South Fork Conservancy works to restore the banks of the South Fork of Peachtree Creek including five miles of completed trails and acres of public greenspace. South Fork Conservancy is collaborating the project by providing access to its Zonolite Park site near Emory University to host Keats’ Atlanta River Time workshops. The area near the non-profit’s upcoming Confluence Bridge at the headwaters of Peachtree Creek may serve as a location for Keats’ erosion calendar. South Fork Conservancy’s Executive Director, Kimberly Estep said, “Atlanta River Time is a brilliant public art concept and we look forward to bringing it to life and bringing more people to Peachtree Creek as a result.”

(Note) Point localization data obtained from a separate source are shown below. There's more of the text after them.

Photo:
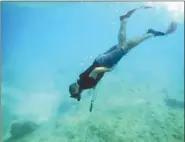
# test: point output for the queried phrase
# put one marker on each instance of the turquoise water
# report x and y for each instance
(46, 45)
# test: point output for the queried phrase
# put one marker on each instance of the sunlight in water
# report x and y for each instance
(175, 9)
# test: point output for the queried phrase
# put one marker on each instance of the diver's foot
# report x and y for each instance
(78, 97)
(156, 33)
(127, 15)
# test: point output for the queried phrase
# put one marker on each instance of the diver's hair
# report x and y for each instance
(73, 88)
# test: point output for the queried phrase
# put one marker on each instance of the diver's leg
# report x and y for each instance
(122, 30)
(138, 40)
(149, 34)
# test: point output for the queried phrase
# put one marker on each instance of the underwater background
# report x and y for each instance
(46, 45)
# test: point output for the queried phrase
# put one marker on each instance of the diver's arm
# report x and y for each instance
(101, 69)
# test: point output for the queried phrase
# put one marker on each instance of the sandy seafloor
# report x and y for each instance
(140, 115)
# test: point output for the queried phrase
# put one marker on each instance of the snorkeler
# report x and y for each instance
(106, 62)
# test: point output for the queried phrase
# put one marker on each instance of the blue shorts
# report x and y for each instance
(111, 57)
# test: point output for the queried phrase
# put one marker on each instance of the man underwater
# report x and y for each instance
(105, 62)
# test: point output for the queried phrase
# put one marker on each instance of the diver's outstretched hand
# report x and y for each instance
(129, 13)
(172, 28)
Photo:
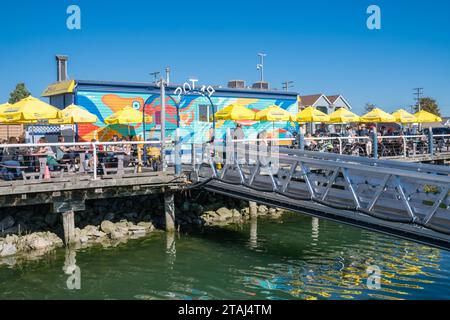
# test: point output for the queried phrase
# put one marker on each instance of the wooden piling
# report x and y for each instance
(69, 226)
(253, 209)
(169, 209)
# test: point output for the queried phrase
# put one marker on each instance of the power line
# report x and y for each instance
(155, 75)
(418, 92)
(287, 85)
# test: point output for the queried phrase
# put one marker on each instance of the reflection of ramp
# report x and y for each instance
(406, 200)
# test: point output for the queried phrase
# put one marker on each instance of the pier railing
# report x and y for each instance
(394, 191)
(94, 160)
(401, 146)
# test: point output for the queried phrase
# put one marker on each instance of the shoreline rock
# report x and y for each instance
(37, 230)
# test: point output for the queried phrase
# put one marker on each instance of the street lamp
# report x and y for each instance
(260, 66)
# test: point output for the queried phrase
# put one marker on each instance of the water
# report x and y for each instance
(295, 258)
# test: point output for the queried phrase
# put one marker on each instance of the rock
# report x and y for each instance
(263, 209)
(8, 250)
(109, 216)
(39, 243)
(117, 235)
(108, 227)
(148, 226)
(147, 218)
(51, 219)
(11, 239)
(197, 209)
(225, 213)
(7, 223)
(185, 206)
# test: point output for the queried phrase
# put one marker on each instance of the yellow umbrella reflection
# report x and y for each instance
(236, 113)
(378, 116)
(402, 116)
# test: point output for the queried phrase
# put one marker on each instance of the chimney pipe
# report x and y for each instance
(61, 68)
(168, 75)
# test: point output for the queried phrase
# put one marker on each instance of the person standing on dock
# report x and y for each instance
(239, 135)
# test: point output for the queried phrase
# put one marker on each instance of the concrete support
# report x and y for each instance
(169, 209)
(254, 232)
(253, 209)
(69, 226)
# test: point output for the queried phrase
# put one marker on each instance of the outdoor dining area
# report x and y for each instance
(40, 160)
(398, 134)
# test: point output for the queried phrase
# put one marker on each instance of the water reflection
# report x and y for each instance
(314, 231)
(294, 258)
(71, 269)
(171, 250)
(253, 243)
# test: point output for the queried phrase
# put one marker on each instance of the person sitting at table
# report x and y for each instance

Keats also been exploring possible Atlanta River Time partnerships with other community organizations operating at the intersection of art, science and the environment, and is working with Earth Law Center on preparing an ordinance to recognize Atlanta River Time as an alternative official time standard.
To kick off what is expected to be a multi-year effort, Keats will participate in a public, online roundtable discussion about Atlanta River Time on Monday, June 14 from 1:00 pm to 2:00 pm ET. Other panelists include Jodi Mansbach of Chattahoochee NOW, Jennifer Bauer-Lyons of Serenbe Institute for Art, Culture & the Environment and Ryan Gravel – visionary behind the Atlanta Beltline, author and founder of the infrastructure and urban design consultancy, Sixpitch. The discussion will be hosted by Andrew Dietz, Atlanta River Time Producer and author of the 2020 book Follow the Meander: An Indirect Route to a More Creative Life which features many of Keats’ creative endeavors.
About Jonathon Keats
Acclaimed as a “poet of ideas” by The New Yorker and a “multimedia philosopher-prophet” by The Atlantic, Jonathon Keats is an experimental philosopher, artist and writer based in the United States and Europe. Over the past two decades, his conceptually-driven interdisciplinary art projects have been hosted by institutions ranging from Arizona State University to the Long Now Foundation to the Los Angeles County Museum of Art. Keats is the author of six books, most recently You Belong to the Universe: Buckminster Fuller and the Future, published by Oxford University Press, and the author of a weekly art column for Forbes. He has been an artist-in residence at the Fraunhofer Institute for Building Physics, UC Berkeley’s Sagehen Creek Field Station, and the Los Angeles County Museum of Art’s Art + Technology Lab, a Black Mountain College Legacy Fellow at the University of North Carolina-Asheville, an Imaginary Fellow at Arizona State University’s Center for Science and the Imagination, and a Research Fellow at the Nevada Museum of Art’s Center for Art + Environment. He is currently a Polar Lab Artist at the Anchorage Museum, a Visiting Scholar at San Jose State University, a research associate at the University of Arizona’s Desert Laboratory on Tumamoc Hill, an Artist-in-Residence at the SETI Institute and UC San Francisco’s Memory and Aging Center, and the curatorial director of the Museum of Future History. A monograph about his work, Thought Experiments: The Art of Jonathon Keats, is forthcoming from Hirmer Verlag. He is represented by Modernism Gallery in San Francisco.